Selling the suckers on Google-Yahoo
While the food fight between Yahoo and Carl Icahn escalates--and while I'm at it, don't forget Microsoft--both the House and Senate Judiciary committees are getting ready to hold hearings on the proposed Yahoo-Google tie-up. In advance of this primo photo op for the hired help, I had a chance to review the prepared testimony of David Drummond, Google's chief legal officer. Give the guy credit for putting together a crisp presentation. Among the highlights:
If Uncle Sam green-lights this deal, Google won't wind up taking nearly total control of the search market.
The deal is good for users and advertisers.
Google is not going to wind up with more search traffic.
It's hard to say all that and keep a straight face, but Drummond's a good lawyer and I'm sure he'll give a convincing presentation.
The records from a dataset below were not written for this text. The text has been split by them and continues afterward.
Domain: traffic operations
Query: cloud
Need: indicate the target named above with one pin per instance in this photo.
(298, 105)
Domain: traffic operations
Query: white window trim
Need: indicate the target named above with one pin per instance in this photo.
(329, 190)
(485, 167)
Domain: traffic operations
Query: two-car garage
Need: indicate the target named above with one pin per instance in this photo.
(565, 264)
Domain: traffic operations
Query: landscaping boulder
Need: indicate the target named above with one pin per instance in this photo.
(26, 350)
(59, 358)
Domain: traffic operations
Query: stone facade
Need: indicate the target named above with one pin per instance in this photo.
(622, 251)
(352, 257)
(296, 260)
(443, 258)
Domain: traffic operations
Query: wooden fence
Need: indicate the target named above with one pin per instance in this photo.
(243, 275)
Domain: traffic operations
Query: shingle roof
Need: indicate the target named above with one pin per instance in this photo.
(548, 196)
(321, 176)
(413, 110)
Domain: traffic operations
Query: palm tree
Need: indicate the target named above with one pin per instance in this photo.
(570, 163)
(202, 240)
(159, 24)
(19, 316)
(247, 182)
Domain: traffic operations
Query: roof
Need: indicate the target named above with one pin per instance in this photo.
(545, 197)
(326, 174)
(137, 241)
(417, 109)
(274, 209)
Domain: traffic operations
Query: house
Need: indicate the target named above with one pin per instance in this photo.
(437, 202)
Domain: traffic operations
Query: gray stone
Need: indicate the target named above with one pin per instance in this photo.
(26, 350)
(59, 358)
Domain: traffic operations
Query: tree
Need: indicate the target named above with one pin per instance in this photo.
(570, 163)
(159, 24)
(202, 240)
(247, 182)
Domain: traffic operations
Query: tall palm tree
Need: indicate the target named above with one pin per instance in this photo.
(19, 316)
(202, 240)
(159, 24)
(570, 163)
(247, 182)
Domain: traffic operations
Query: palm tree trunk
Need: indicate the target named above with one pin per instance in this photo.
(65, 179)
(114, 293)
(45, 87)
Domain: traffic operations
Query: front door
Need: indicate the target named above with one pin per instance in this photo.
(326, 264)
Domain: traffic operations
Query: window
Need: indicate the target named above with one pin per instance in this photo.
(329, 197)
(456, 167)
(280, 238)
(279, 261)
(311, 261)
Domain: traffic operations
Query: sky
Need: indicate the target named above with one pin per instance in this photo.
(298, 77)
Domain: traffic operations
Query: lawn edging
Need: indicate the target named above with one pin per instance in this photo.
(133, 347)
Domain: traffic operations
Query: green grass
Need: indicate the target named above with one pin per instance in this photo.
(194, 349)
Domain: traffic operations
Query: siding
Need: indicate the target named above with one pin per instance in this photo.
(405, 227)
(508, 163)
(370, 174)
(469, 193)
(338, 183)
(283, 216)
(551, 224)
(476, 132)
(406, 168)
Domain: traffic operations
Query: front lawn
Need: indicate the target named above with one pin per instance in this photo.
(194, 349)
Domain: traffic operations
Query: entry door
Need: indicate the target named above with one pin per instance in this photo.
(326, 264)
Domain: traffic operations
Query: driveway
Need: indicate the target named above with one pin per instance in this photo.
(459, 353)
Drummond knows he better bring his A game because he's going up against far sharper minds than the grandstanders who turned the 2006 China-Internet hearings into a veritable circus.
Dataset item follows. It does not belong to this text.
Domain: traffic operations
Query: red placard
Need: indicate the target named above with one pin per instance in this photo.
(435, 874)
Drummond's central argument will be that Yahoo remains a viable rival. That's where the debate will ensue. How is more concentration of power--i.e. even greater dependence on a single company--supposed to benefit online advertisers? Just to show humor is in no short supply, Microsoft will play that card for all its worth. The biggest software monopoly in history can rightly argue that Google accounts for about three-fourths of search advertising revenue (and roughly the same number of search queries) in the world. Add Yahoo's roughly 20 percent and that translates into POWER. Microsoft knows something about that. But I digress.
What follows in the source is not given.